Hillary Clinton's choice of Tim Kaine as a running mate is an affront to the youthful, vibrant, leftward challenge she faced in the Democratic primary from Bernie Sanders. To those who supported Sanders, as I did, it's a bummer, and it shows something of Clinton's true colors. Yet on one of the issues Kaine is currently being pilloried for, he may come as a blessing in disguise, especially in light of his background in Catholic social teaching.
The matter in question is the big, bad banks. According to The Intercept, Kaine "goes to bat for banks"; miming essentially the same material, Common Dreams frets that Kaine "lets big banks know he's in their corner." But the material in question is not actually about "big banks." It's about two recent letters he signed that implored officials to ease the regulations designed for too-big-to-fail mega-banks on community banks and credit unions (joining a largely Republican set of legislators) and on regional banks (along with fellow Democrats).
The financial regulations rightly imposed after 2008, it is true, did not adequately distinguish between Goldman Sachs and your neighborhood credit union, which had little or nothing to do with the meltdown. This, in turn, has made it difficult for community-based finance to emerge as viable competition, which may have been the purpose of the Wall Street agents who had a hand in crafting the legislation. Fostering widespread, smaller-scale competition for Wall Street is a constructive counterpart to Sanders' call for breaking up the big banks into pieces; it also has the virtue of being highly bipartisan—it's something even Jeb Bush talked about back when he had a shot at the Republican nomination.
The problem, as The Intercept contends, is that deregulated smaller banks could become funnels for abusive practices, using financial instruments from Wall Street to inflict damage on their communities.
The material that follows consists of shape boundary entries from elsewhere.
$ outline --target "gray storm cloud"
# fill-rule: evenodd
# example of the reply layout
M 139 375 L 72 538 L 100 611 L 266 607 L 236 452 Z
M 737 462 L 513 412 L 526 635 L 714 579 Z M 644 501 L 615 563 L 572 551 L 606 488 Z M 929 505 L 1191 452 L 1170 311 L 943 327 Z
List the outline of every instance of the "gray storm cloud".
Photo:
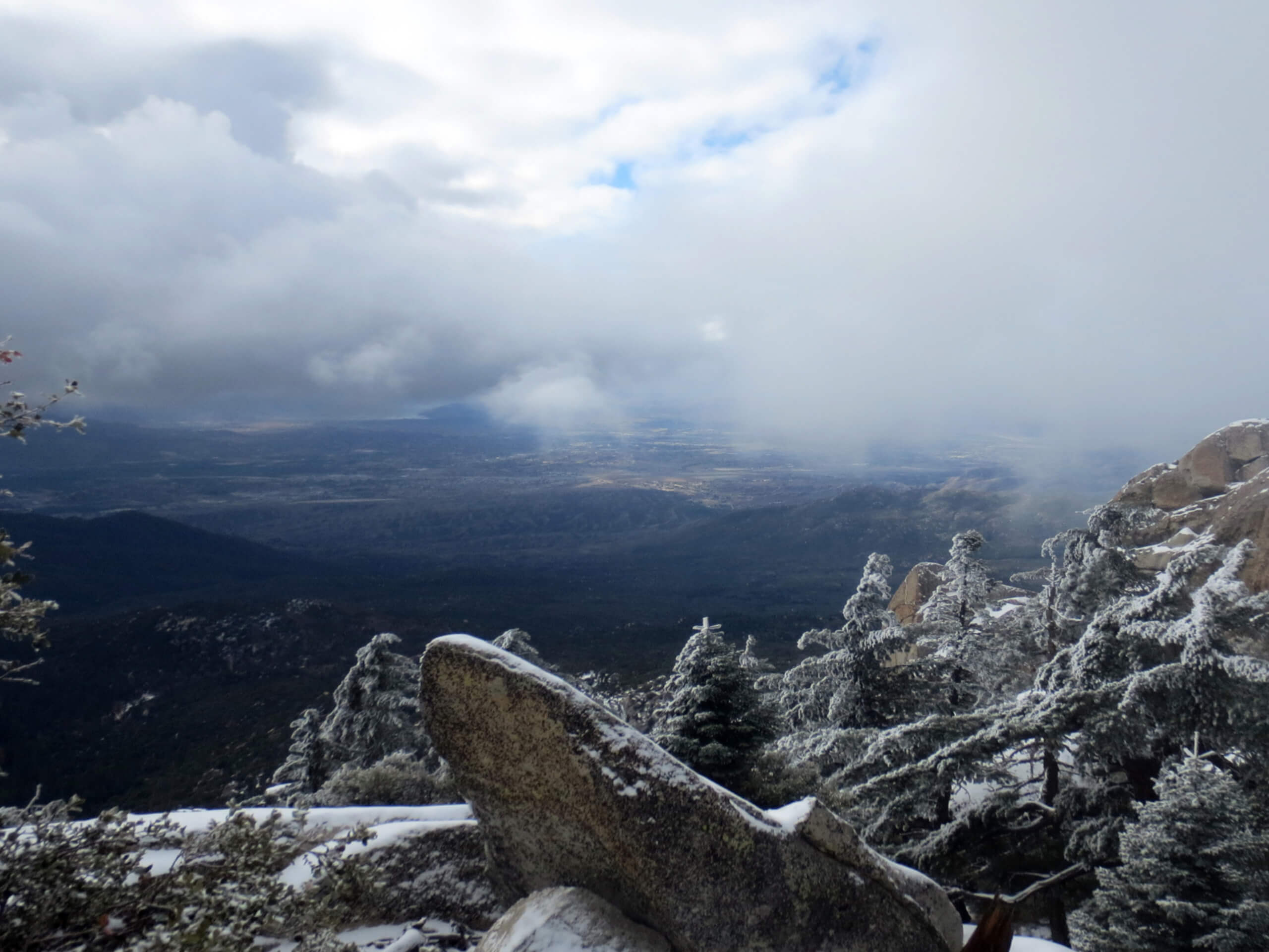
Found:
M 1269 415 L 1269 8 L 864 14 L 849 89 L 699 161 L 605 146 L 636 188 L 588 187 L 621 204 L 567 228 L 500 221 L 514 182 L 439 145 L 294 161 L 332 76 L 438 95 L 373 57 L 11 22 L 6 331 L 107 405 L 185 418 L 656 397 L 810 443 L 1041 425 L 1179 452 Z

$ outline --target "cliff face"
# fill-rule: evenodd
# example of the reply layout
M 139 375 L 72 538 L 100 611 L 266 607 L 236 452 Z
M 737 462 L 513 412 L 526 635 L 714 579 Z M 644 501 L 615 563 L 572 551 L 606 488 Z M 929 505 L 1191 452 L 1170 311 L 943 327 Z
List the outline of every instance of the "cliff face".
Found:
M 1269 420 L 1231 423 L 1175 463 L 1134 476 L 1113 501 L 1157 513 L 1133 539 L 1138 567 L 1162 569 L 1199 538 L 1250 538 L 1256 551 L 1242 580 L 1253 592 L 1269 589 Z

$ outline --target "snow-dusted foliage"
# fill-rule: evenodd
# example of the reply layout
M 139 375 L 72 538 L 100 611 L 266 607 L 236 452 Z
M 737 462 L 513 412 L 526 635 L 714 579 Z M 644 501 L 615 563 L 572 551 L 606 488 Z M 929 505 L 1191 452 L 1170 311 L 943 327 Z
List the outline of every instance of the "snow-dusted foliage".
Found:
M 6 347 L 8 343 L 8 338 L 0 341 L 0 364 L 11 364 L 22 357 L 20 352 Z M 41 426 L 84 433 L 84 420 L 80 416 L 70 420 L 49 420 L 46 416 L 49 407 L 74 393 L 79 393 L 79 382 L 71 380 L 66 381 L 61 393 L 52 393 L 43 402 L 32 402 L 24 393 L 11 392 L 9 399 L 0 404 L 0 438 L 8 437 L 24 443 L 27 434 Z M 10 494 L 8 490 L 0 490 L 0 495 Z M 30 557 L 27 552 L 29 547 L 29 542 L 19 543 L 0 528 L 0 569 L 9 570 L 0 572 L 0 641 L 29 642 L 33 647 L 42 649 L 48 644 L 43 619 L 48 612 L 57 608 L 57 603 L 23 598 L 20 594 L 22 586 L 30 580 L 30 576 L 18 570 L 18 560 Z M 38 659 L 28 661 L 0 659 L 0 682 L 30 684 L 33 682 L 28 675 L 38 663 Z
M 968 708 L 815 737 L 869 842 L 980 892 L 1065 871 L 1060 924 L 1195 731 L 1264 811 L 1269 663 L 1244 651 L 1269 646 L 1269 594 L 1237 578 L 1251 543 L 1192 547 L 1143 584 L 1115 546 L 1123 524 L 1103 508 L 1051 539 L 1039 595 L 985 605 L 935 654 L 967 679 Z M 994 650 L 1004 661 L 987 664 Z M 1009 669 L 1034 677 L 1019 691 Z
M 982 548 L 982 533 L 976 529 L 958 532 L 943 567 L 943 581 L 920 609 L 924 622 L 970 627 L 976 605 L 987 600 L 990 579 L 987 569 L 975 553 Z
M 335 708 L 325 717 L 308 708 L 292 721 L 291 749 L 274 786 L 250 802 L 341 806 L 409 797 L 374 802 L 431 803 L 449 796 L 420 721 L 419 665 L 390 650 L 397 644 L 396 635 L 376 635 L 335 688 Z
M 504 651 L 510 651 L 513 655 L 519 655 L 525 661 L 536 664 L 543 670 L 555 670 L 555 665 L 547 664 L 541 652 L 533 646 L 533 640 L 524 628 L 508 628 L 494 638 L 494 645 Z
M 119 811 L 74 823 L 72 807 L 32 805 L 0 817 L 0 948 L 239 952 L 261 933 L 287 934 L 311 911 L 278 878 L 298 849 L 278 814 L 256 821 L 230 812 L 187 833 L 170 819 Z
M 753 795 L 759 754 L 778 735 L 779 718 L 722 627 L 703 618 L 693 632 L 674 663 L 652 739 L 706 777 Z
M 291 722 L 291 748 L 287 759 L 273 774 L 274 783 L 292 784 L 303 792 L 321 786 L 327 773 L 321 721 L 321 711 L 310 707 Z
M 1254 952 L 1269 934 L 1269 838 L 1228 770 L 1195 753 L 1166 767 L 1159 800 L 1119 836 L 1072 916 L 1080 952 Z
M 914 640 L 890 611 L 891 562 L 868 557 L 855 593 L 841 609 L 840 628 L 803 632 L 798 647 L 827 649 L 778 678 L 764 679 L 789 724 L 801 731 L 882 727 L 925 713 L 937 706 L 935 663 L 896 664 L 896 652 Z M 803 737 L 808 744 L 820 739 Z M 797 759 L 805 759 L 798 757 Z
M 397 750 L 430 748 L 419 722 L 419 665 L 391 650 L 400 641 L 376 635 L 335 688 L 335 710 L 321 726 L 331 763 L 369 767 Z
M 442 803 L 457 798 L 449 772 L 428 764 L 409 750 L 376 760 L 369 767 L 344 764 L 317 790 L 320 806 L 377 803 Z

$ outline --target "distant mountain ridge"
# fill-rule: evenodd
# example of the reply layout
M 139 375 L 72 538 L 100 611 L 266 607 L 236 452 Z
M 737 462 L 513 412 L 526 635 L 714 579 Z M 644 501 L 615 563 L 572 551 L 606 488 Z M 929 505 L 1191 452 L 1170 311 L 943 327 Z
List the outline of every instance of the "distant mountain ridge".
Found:
M 338 569 L 235 536 L 135 510 L 95 518 L 0 513 L 0 526 L 30 542 L 23 588 L 65 612 L 100 611 L 141 597 L 194 594 L 266 579 L 335 574 Z

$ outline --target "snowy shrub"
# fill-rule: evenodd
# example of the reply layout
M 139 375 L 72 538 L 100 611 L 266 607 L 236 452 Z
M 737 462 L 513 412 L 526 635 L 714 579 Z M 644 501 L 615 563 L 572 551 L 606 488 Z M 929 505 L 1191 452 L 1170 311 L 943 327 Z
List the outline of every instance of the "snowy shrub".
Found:
M 447 777 L 447 770 L 429 770 L 411 751 L 398 750 L 369 767 L 344 764 L 313 801 L 319 806 L 449 803 L 457 793 Z
M 346 928 L 433 918 L 487 929 L 505 911 L 489 878 L 485 840 L 476 824 L 404 835 L 388 825 L 378 833 L 386 842 L 372 838 L 348 852 L 313 854 L 316 875 L 307 891 L 313 922 Z
M 207 830 L 170 816 L 107 811 L 74 821 L 75 803 L 0 814 L 0 948 L 9 952 L 240 952 L 259 935 L 316 929 L 316 890 L 279 872 L 313 845 L 303 815 L 283 823 L 231 810 Z M 367 835 L 357 830 L 348 836 Z M 326 850 L 338 876 L 348 836 Z M 325 839 L 325 835 L 322 835 Z

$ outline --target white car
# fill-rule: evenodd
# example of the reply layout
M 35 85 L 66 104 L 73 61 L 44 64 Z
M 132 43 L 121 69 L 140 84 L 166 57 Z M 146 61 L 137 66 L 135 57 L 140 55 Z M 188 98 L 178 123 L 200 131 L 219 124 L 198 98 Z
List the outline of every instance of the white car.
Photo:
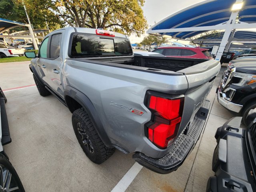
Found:
M 24 51 L 24 49 L 10 49 L 4 43 L 0 42 L 0 59 L 23 56 Z
M 32 45 L 33 45 L 33 44 L 32 42 L 28 42 L 28 43 L 26 43 L 24 45 L 18 45 L 18 48 L 20 49 L 20 48 L 24 48 L 24 47 L 30 47 L 30 46 L 32 46 Z

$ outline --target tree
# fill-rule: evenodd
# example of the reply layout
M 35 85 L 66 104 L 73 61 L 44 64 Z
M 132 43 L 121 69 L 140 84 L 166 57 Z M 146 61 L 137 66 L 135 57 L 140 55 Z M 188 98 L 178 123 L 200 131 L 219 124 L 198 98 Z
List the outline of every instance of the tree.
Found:
M 151 45 L 155 44 L 157 47 L 159 47 L 163 43 L 167 42 L 167 39 L 161 36 L 149 35 L 144 38 L 143 40 L 140 42 L 144 46 L 148 46 L 150 50 Z
M 140 36 L 147 26 L 144 0 L 48 0 L 50 10 L 67 25 L 102 28 Z
M 167 38 L 162 36 L 158 36 L 156 35 L 153 36 L 153 39 L 154 42 L 157 47 L 160 46 L 163 43 L 166 43 L 167 41 Z
M 47 6 L 48 0 L 24 0 L 28 14 L 34 29 L 46 28 L 47 20 L 49 28 L 54 30 L 63 26 L 62 23 Z M 0 18 L 28 23 L 22 0 L 0 0 Z M 16 28 L 10 32 L 28 30 L 26 27 Z
M 207 31 L 198 34 L 193 37 L 194 40 L 196 41 L 196 39 L 205 39 L 210 37 L 217 38 L 220 36 L 221 33 L 216 30 Z M 196 44 L 193 42 L 193 40 L 191 40 L 191 42 L 194 43 L 195 45 Z M 200 46 L 202 47 L 203 45 L 204 41 L 200 41 Z

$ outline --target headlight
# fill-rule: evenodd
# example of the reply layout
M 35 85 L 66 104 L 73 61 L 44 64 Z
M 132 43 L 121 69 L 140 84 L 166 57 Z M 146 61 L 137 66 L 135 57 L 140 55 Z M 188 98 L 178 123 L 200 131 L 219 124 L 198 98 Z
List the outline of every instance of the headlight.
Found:
M 256 75 L 236 72 L 234 76 L 241 78 L 239 83 L 233 84 L 238 86 L 242 86 L 256 82 Z

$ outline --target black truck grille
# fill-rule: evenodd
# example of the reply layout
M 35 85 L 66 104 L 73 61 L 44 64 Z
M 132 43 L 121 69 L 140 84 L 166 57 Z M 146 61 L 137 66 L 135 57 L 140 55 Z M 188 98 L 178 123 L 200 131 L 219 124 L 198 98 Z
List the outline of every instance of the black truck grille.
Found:
M 254 124 L 250 128 L 250 134 L 251 136 L 252 144 L 254 148 L 254 150 L 256 153 L 256 124 Z

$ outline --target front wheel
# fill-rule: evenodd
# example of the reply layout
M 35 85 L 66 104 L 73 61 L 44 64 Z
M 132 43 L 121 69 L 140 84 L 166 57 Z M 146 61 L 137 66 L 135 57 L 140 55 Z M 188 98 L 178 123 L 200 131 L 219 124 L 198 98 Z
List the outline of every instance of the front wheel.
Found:
M 74 112 L 72 124 L 81 147 L 92 161 L 101 164 L 114 153 L 115 148 L 105 145 L 84 109 L 80 108 Z
M 25 192 L 17 172 L 2 153 L 0 153 L 0 191 Z
M 3 58 L 6 58 L 7 57 L 5 54 L 3 53 L 0 53 L 0 59 L 2 59 Z
M 242 121 L 244 124 L 246 126 L 248 126 L 249 125 L 247 123 L 246 120 L 246 117 L 248 115 L 249 112 L 251 109 L 253 109 L 255 108 L 256 108 L 256 102 L 253 101 L 246 104 L 244 106 L 244 108 L 243 109 L 242 112 L 242 114 L 243 116 Z
M 38 80 L 34 74 L 33 74 L 33 77 L 36 83 L 37 90 L 38 90 L 38 92 L 39 92 L 39 94 L 40 94 L 41 96 L 44 97 L 51 94 L 50 92 L 47 90 L 44 85 L 42 85 L 41 82 Z

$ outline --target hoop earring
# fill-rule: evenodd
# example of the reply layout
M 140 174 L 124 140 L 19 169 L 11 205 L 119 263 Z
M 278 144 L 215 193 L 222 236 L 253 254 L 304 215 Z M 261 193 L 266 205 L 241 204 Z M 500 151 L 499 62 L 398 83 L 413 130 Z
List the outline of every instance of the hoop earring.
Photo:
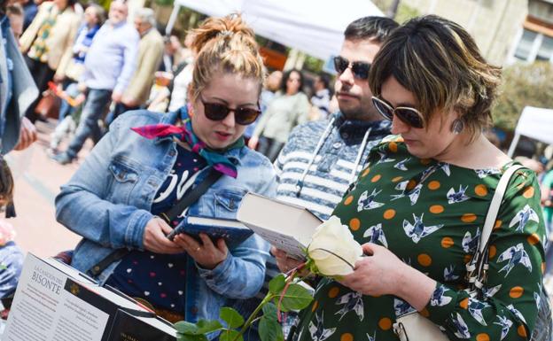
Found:
M 456 119 L 451 125 L 451 131 L 455 135 L 459 135 L 464 129 L 464 123 L 460 119 Z

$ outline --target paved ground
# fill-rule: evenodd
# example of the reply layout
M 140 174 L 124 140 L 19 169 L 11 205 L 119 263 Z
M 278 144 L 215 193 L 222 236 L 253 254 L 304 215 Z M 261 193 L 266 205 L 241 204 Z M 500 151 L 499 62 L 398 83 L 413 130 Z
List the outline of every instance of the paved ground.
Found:
M 8 220 L 17 230 L 16 243 L 24 252 L 51 256 L 74 248 L 80 237 L 56 221 L 54 198 L 78 163 L 61 166 L 46 154 L 55 121 L 37 122 L 38 141 L 22 151 L 12 151 L 8 162 L 15 178 L 17 217 Z M 82 156 L 86 155 L 87 144 Z M 65 147 L 65 146 L 64 146 Z

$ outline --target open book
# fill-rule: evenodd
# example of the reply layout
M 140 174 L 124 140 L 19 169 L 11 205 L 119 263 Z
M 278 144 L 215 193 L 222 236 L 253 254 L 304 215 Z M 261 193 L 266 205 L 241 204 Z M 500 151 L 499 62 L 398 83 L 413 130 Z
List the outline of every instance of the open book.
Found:
M 305 249 L 321 221 L 305 207 L 247 193 L 237 220 L 290 257 L 305 259 Z
M 2 339 L 176 341 L 176 330 L 68 265 L 27 253 Z

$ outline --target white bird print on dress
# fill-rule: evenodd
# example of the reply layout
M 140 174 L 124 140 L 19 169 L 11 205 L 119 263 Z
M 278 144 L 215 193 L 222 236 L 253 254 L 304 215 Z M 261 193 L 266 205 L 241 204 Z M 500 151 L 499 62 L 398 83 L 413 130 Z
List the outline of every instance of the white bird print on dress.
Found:
M 377 190 L 372 190 L 372 193 L 369 195 L 369 191 L 365 190 L 359 197 L 359 200 L 357 200 L 357 212 L 361 212 L 362 210 L 372 210 L 374 208 L 378 208 L 384 204 L 378 203 L 375 200 L 375 198 L 380 193 L 382 190 L 377 191 Z
M 424 223 L 423 222 L 424 215 L 424 213 L 422 213 L 420 217 L 417 217 L 413 214 L 415 221 L 412 224 L 408 220 L 403 221 L 403 230 L 405 231 L 407 236 L 411 238 L 415 244 L 443 227 L 443 224 L 424 226 Z
M 381 223 L 378 223 L 375 226 L 371 226 L 370 228 L 367 229 L 365 233 L 363 233 L 363 237 L 370 238 L 369 243 L 378 244 L 377 242 L 379 242 L 380 244 L 383 245 L 384 247 L 386 248 L 388 247 L 388 243 L 386 240 L 386 236 L 384 234 L 384 231 L 382 230 Z
M 448 204 L 451 205 L 451 204 L 462 203 L 463 201 L 468 200 L 469 197 L 467 197 L 464 194 L 468 188 L 469 186 L 464 186 L 463 188 L 463 185 L 459 185 L 458 191 L 456 191 L 455 189 L 453 188 L 449 189 L 447 194 Z
M 509 223 L 509 227 L 512 228 L 517 223 L 518 223 L 518 226 L 517 227 L 517 231 L 522 231 L 524 230 L 525 226 L 526 226 L 526 223 L 529 221 L 539 223 L 540 217 L 538 217 L 538 214 L 535 213 L 534 210 L 532 209 L 532 207 L 526 205 L 522 210 L 518 211 L 515 217 L 510 221 L 510 222 Z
It's probably true that this is what some bankers, and their politician friends, would like to do. But it's also true that credit unions and smaller banks are more accountable to their communities and their customers; their incentive is fundamentally less strong to screw people over. So, where do Kaine's sympathies lie?
These recent letters, so far, are being presented as almost the sole basis for Kaine's sympathy for banks, but he has a longer track record to consider. On the one hand, a regional bank he has vouched for in the Senate is Capital One, a controversial Northern Virginia-based outfit whose executives have contributed generously to his campaigns. On the other hand, he has been an ongoing supporter of democratic, member-owned credit unions, garnering an endorsement in 2012 from the Virginia Credit Union League.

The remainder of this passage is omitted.